In Cooties, starring: Rainn Wilson (The Office (US)), Alison Pill (Snowpiercer, The Newsroom), Elijah Wood (The Hobbit: The Unexpected Journey), a mysterious virus hits a small Illinois town affecting only the prepubescent population, transforming them into violent, feral little monsters.
The virus centralizes in the town's elementary school and quickly the infected students have the teaching staff under siege, acting out deadly revenge fantasies with an eerie sense of childlike glee. Finally, the teachers band together, led by a hapless substitute who grew up in the town, realizing they must do the unthinkable if they hope to survive.
For a comedy horror, Cooties starts off with a rather chilling introduction; a graphic demonstration of the construction of some chicken nuggets. From live chicken all the way through to being ingested by the consumer, this little documentary shows one of the way that sicknesses and diseases are spread; through poor hygiene and cleanliness, and a lack of quality checks in the food industry.

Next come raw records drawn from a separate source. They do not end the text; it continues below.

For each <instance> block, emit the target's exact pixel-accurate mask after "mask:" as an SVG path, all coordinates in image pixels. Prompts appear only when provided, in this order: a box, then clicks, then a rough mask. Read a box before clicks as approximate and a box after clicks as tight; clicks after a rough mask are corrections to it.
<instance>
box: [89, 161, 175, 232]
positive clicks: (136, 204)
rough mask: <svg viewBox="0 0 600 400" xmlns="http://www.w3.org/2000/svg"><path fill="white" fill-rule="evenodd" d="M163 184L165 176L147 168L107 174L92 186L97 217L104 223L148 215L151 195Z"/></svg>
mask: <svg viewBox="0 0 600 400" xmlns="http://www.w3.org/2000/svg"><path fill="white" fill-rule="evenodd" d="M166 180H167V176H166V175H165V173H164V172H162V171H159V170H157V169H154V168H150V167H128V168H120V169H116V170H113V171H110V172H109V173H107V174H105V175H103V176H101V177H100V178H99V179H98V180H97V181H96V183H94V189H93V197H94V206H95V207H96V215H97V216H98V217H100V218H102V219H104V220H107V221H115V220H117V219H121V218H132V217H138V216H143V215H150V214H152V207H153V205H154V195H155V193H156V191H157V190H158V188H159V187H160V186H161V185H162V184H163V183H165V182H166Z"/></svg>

Rather disturbing to watch, this is definitely a part that you would want to avoid letting any young ones watch, being far more macabre than the actual film, and actually making my stomach feel a tad queazy.

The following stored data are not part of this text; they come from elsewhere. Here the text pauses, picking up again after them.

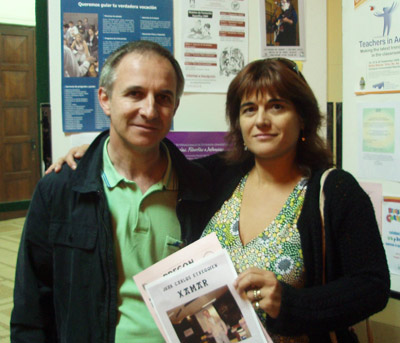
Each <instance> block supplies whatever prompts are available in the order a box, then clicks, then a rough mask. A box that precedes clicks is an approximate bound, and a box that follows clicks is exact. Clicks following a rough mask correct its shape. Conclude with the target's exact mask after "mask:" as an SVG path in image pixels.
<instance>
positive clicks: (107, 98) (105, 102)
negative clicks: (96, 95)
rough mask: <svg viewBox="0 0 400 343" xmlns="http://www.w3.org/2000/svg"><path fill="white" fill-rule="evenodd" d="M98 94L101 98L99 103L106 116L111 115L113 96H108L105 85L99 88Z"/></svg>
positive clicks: (100, 97)
mask: <svg viewBox="0 0 400 343" xmlns="http://www.w3.org/2000/svg"><path fill="white" fill-rule="evenodd" d="M97 96H98V98H99V103H100V106H101V108H102V109H103V111H104V113H105V114H106V116H108V117H109V116H110V115H111V106H110V101H111V97H110V96H108V94H107V91H106V90H105V88H104V87H100V88H99V91H98V93H97Z"/></svg>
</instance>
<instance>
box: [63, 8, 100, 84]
mask: <svg viewBox="0 0 400 343" xmlns="http://www.w3.org/2000/svg"><path fill="white" fill-rule="evenodd" d="M97 27H98V15H97V14H95V13H68V12H66V13H64V14H63V27H62V30H63V41H64V45H63V50H64V63H63V65H64V77H97V76H98V69H99V62H98V40H99V36H98V29H97Z"/></svg>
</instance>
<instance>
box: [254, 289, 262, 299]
mask: <svg viewBox="0 0 400 343" xmlns="http://www.w3.org/2000/svg"><path fill="white" fill-rule="evenodd" d="M253 296H254V300H261V289H254V290H253Z"/></svg>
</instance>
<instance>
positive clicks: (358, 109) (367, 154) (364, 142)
mask: <svg viewBox="0 0 400 343" xmlns="http://www.w3.org/2000/svg"><path fill="white" fill-rule="evenodd" d="M358 111H359V115H358V118H359V154H358V156H359V163H358V167H359V168H358V176H359V177H362V178H371V179H382V180H387V181H400V175H399V173H398V170H399V168H400V141H399V140H398V139H397V137H398V136H399V132H400V121H399V115H400V103H384V104H383V103H360V104H359V105H358Z"/></svg>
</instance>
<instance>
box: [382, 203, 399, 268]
mask: <svg viewBox="0 0 400 343" xmlns="http://www.w3.org/2000/svg"><path fill="white" fill-rule="evenodd" d="M382 223H383V228H382V241H383V245H384V247H385V251H386V257H387V260H388V264H389V270H390V273H391V274H397V275H400V198H391V197H385V198H384V201H383V210H382Z"/></svg>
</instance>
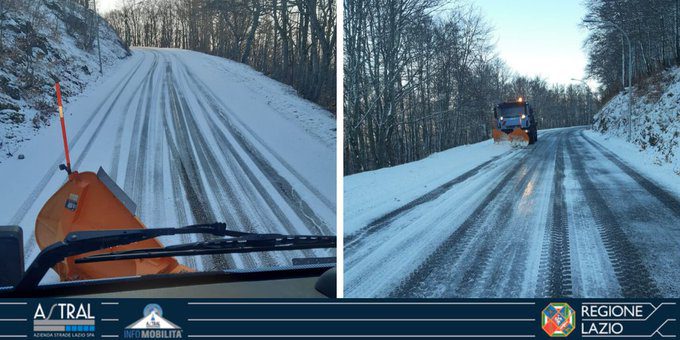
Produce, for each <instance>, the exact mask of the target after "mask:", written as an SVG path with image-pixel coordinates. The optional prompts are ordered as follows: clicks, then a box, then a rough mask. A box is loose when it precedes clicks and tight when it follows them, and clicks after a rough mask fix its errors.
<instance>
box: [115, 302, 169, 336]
mask: <svg viewBox="0 0 680 340" xmlns="http://www.w3.org/2000/svg"><path fill="white" fill-rule="evenodd" d="M143 314H144V317H143V318H141V319H139V320H137V321H135V322H133V323H132V324H130V325H129V326H127V327H125V331H124V334H123V337H125V338H131V339H179V338H181V337H182V328H181V327H179V326H177V325H175V324H174V323H172V322H170V321H169V320H167V319H165V318H164V317H163V309H162V308H161V306H159V305H157V304H155V303H151V304H148V305H146V307H144V313H143Z"/></svg>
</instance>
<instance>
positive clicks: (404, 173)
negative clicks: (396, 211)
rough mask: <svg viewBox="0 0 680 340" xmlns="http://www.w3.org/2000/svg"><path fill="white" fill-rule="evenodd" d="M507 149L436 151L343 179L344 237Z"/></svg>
mask: <svg viewBox="0 0 680 340" xmlns="http://www.w3.org/2000/svg"><path fill="white" fill-rule="evenodd" d="M510 150H511V147H510V146H509V145H497V144H494V143H493V141H492V140H487V141H484V142H480V143H476V144H471V145H463V146H459V147H455V148H451V149H449V150H446V151H442V152H438V153H435V154H432V155H430V156H429V157H427V158H425V159H422V160H419V161H415V162H411V163H407V164H402V165H399V166H395V167H391V168H383V169H378V170H374V171H367V172H362V173H359V174H355V175H351V176H346V177H345V178H344V193H345V195H344V196H345V201H344V206H345V208H344V210H345V214H344V216H345V217H344V221H345V222H344V226H345V229H344V233H345V235H351V234H353V233H355V232H356V231H358V230H359V229H361V228H363V227H365V226H366V225H368V224H369V223H371V222H372V221H374V220H375V219H377V218H378V217H381V216H383V215H385V214H386V213H388V212H390V211H392V210H395V209H397V208H399V207H401V206H403V205H405V204H407V203H408V202H410V201H412V200H414V199H416V198H418V197H420V196H422V195H424V194H426V193H428V192H429V191H431V190H433V189H435V188H437V187H438V186H440V185H442V184H444V183H446V182H448V181H450V180H451V179H453V178H455V177H457V176H460V175H461V174H463V173H465V172H466V171H468V170H470V169H472V168H474V167H476V166H478V165H480V164H482V163H484V162H486V161H488V160H489V159H491V158H493V157H495V156H498V155H501V154H503V153H507V152H509V151H510Z"/></svg>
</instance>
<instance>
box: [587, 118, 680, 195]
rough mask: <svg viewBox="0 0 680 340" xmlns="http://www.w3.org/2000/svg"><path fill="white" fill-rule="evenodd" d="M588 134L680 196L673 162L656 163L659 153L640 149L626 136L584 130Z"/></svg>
mask: <svg viewBox="0 0 680 340" xmlns="http://www.w3.org/2000/svg"><path fill="white" fill-rule="evenodd" d="M584 133H585V134H586V136H588V137H589V138H591V139H593V140H594V141H595V142H597V143H598V144H600V145H602V146H604V147H605V148H607V149H609V151H611V152H612V153H614V154H616V156H618V157H619V158H621V159H622V160H623V161H624V162H626V164H627V165H628V166H630V167H632V168H633V169H635V170H636V171H638V172H640V173H642V174H644V175H645V176H646V177H648V178H650V179H652V180H654V182H655V183H656V184H659V185H661V186H663V187H665V189H667V190H668V191H670V192H673V193H675V194H676V195H678V196H680V179H679V178H678V176H677V174H676V173H675V172H674V170H673V165H672V164H671V163H662V164H656V163H655V161H654V160H655V159H656V157H658V153H657V152H654V151H653V150H645V151H642V152H641V151H640V148H639V147H637V146H636V145H633V144H631V143H628V142H627V141H626V140H625V139H624V138H620V137H616V136H611V135H603V134H600V133H597V132H595V131H592V130H586V131H584Z"/></svg>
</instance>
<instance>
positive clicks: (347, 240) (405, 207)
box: [345, 153, 515, 248]
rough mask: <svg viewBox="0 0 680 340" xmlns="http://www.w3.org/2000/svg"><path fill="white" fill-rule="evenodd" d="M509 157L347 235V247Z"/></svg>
mask: <svg viewBox="0 0 680 340" xmlns="http://www.w3.org/2000/svg"><path fill="white" fill-rule="evenodd" d="M508 155H515V153H511V154H504V155H498V156H495V157H493V158H491V159H490V160H488V161H486V162H484V163H482V164H480V165H478V166H476V167H474V168H472V169H471V170H468V171H467V172H465V173H463V174H462V175H459V176H457V177H456V178H454V179H452V180H450V181H448V182H446V183H444V184H442V185H440V186H438V187H436V188H434V189H433V190H431V191H429V192H427V193H426V194H424V195H422V196H420V197H418V198H416V199H414V200H413V201H411V202H408V203H406V204H404V205H403V206H401V207H399V208H397V209H395V210H392V211H390V212H389V213H387V214H385V215H383V216H381V217H378V218H377V219H375V220H374V221H373V222H371V223H369V224H368V225H367V226H365V227H363V228H361V229H359V230H357V231H356V232H354V233H352V234H351V235H345V247H346V248H347V247H351V246H352V244H354V243H355V242H356V241H357V240H359V239H362V238H364V237H366V236H368V235H370V234H373V233H375V232H377V231H379V230H381V229H383V228H384V227H385V226H388V225H389V224H390V223H392V222H393V221H394V220H396V219H398V218H399V217H400V216H403V215H404V214H406V213H408V212H409V211H412V210H413V209H415V208H417V207H418V206H420V205H421V204H423V203H427V202H430V201H433V200H436V199H437V198H439V197H440V196H441V195H443V194H445V193H446V192H448V191H449V190H451V188H452V187H453V186H455V185H456V184H458V183H461V182H463V181H466V180H467V179H469V178H471V177H472V176H475V175H476V174H478V173H480V171H482V170H485V171H486V170H488V169H490V168H491V167H492V166H497V164H496V162H497V161H499V160H500V159H501V158H506V157H508Z"/></svg>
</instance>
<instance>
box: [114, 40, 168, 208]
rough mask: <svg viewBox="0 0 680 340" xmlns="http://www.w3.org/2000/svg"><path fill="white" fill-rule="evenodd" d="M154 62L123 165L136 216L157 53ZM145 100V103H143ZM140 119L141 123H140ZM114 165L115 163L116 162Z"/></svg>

While the opening scenes give a very serious feel to the film, but be sure to take it with a grain of salt. The true genre of the film is quickly revealed, with a clear focus on the comedy rather than horror, with characters that fall in the extremes of the over the top, stereotypical "diversities"; the super quiet, philosophical guy, the quirky love interest, the over-masculine jock gym teacher, the sexual inappropriate character. The characters instantly let you know to expect more of a slapstick, in-your-face comedy. More blunt than subtle.
But this created problems for me. With such weird, exaggerated characters, they are difficult to empathise with and the presence of such well known actors such as Elijah Wood (Frodo from the Lord of the Rings trilogy, and the Hobbit), Jorge Garcia (Hugo from LOST), and Jack McBrayer (Kenneth from 30 Rock), it is difficult to separate them from their previous roles and personalities. The first 20 minutes of the film makes an attempt at character development, with a drawn out, nervous, joking style, which is generally hit and miss.
Rainn Wilson who plays Wade, is probably the most appealing character. While he was generally a bit too exaggerated, he was the only actor that sold his performance, providing a clear contrast to his other works (such as Dwight from the Office).
One of the things that appeals to me the most about Zombie/Virus films is the inevitable dwindling of the group, as the Cooties spreads and the protagonists become infected. Unfortunately, that aspect is largely missing from this film. Focusing more on internal drama within the group, the virus is placed on the backburner, and it isn't until an hour through the film (the film only runs an hour and a half) that we get to see some good proper "humans vs infected" fight scenes. Despite the audio and soundtracks, the movie lacks proper tension, using loud noises to shock the audience and giving a false sense of threat.
Of course all of this being said, the enemies are "infected" children. It is safe to safe that every adult has come across an annoying brat of a child, and well this movie provides a sneaky feeling of satisfaction once the action finally starts. Whether it's watching children getting plowed in the head from a baseball, getting electrocuted, or just a straight broomstick to the face, the guilty sense of pleasure is there.
In my honest opinion, I would have loved this film if it was a full horror; removing the comedy element, and improving the fight choreography (gaps between weapon and the struck object were just too far to be believable). The idea of zombie children of horrific, and can really instil fear in the audience, but it was underutilised in this film, placing the emphasis on the sub-par comedy, and as a consequence, the film came in below expectations.
This was alright to watch once, but being so predictable, I don't see myself watching this again.